Two engineers can parallelize by splitting along the CRUD-quadruplet boundary (one domain area each) once the shared scaffold exists, similar to the frontend's recommendation.

Main Risks

  • The CRUD repetition is also a trap: building the first quadruplet (e.g. clients) without generalizing it will make the remaining four slower, not faster. Invest in a shared list/detail/form pattern before the second quadruplet.
  • Chart.js integration (tracker heatmaps) is new territory for this codebase's Svelte side; validate the wrapper approach early, similar to how Leaflet needed its own spike in the original migration.
  • Thin test coverage (one test file in the entire current app) means there's little regression safety net — most verification will be manual, route by route.
  • Scope creep risk is higher here than it was for the frontend: an admin panel touches every entity in the system, so it's an easy place for "while we're rewriting this page" feature requests to creep in and blow the timeline.

Decision Check

This is a good target if the goal is a consistent design system (multi-theme daisyUI, shared modal/table primitives) across both the customer-facing app and the admin panel, and the team is willing to pay for a genuinely larger rewrite than the frontend was.

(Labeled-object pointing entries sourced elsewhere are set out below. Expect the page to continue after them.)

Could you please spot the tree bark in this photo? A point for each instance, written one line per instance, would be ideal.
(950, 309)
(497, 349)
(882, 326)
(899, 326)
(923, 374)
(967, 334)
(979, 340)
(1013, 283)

It is a poor target if the goal is a quick visual refresh — the existing React app already has a working (if plain) dark/light toggle, and a Svelte rewrite doesn't fix anything structurally broken in the current admin panel, it mainly buys design-system consistency with the already-migrated frontend and a smaller/simpler stack.

Given that tracker-frontend-svelte already proved out the app shell, theme system, and several reusable feature components, the marginal cost of standing up tracker-admin-svelte's foundation is now low — most of the risk and cost is concentrated in the CRUD page volume and the two precedent-free feature areas, not in re-deciding the framework/tooling questions the first migration already answered.

Suggested Next Step

See admin-svelte-implementation-plan.md for the concrete scaffold-first plan. After the scaffold lands, the next useful document is a per-quadruplet CRUD scaffold design (list/detail/form primitives shared across clients/brands/production-runs/trackers/ locations), since that decision shapes the cost of every subsequent page.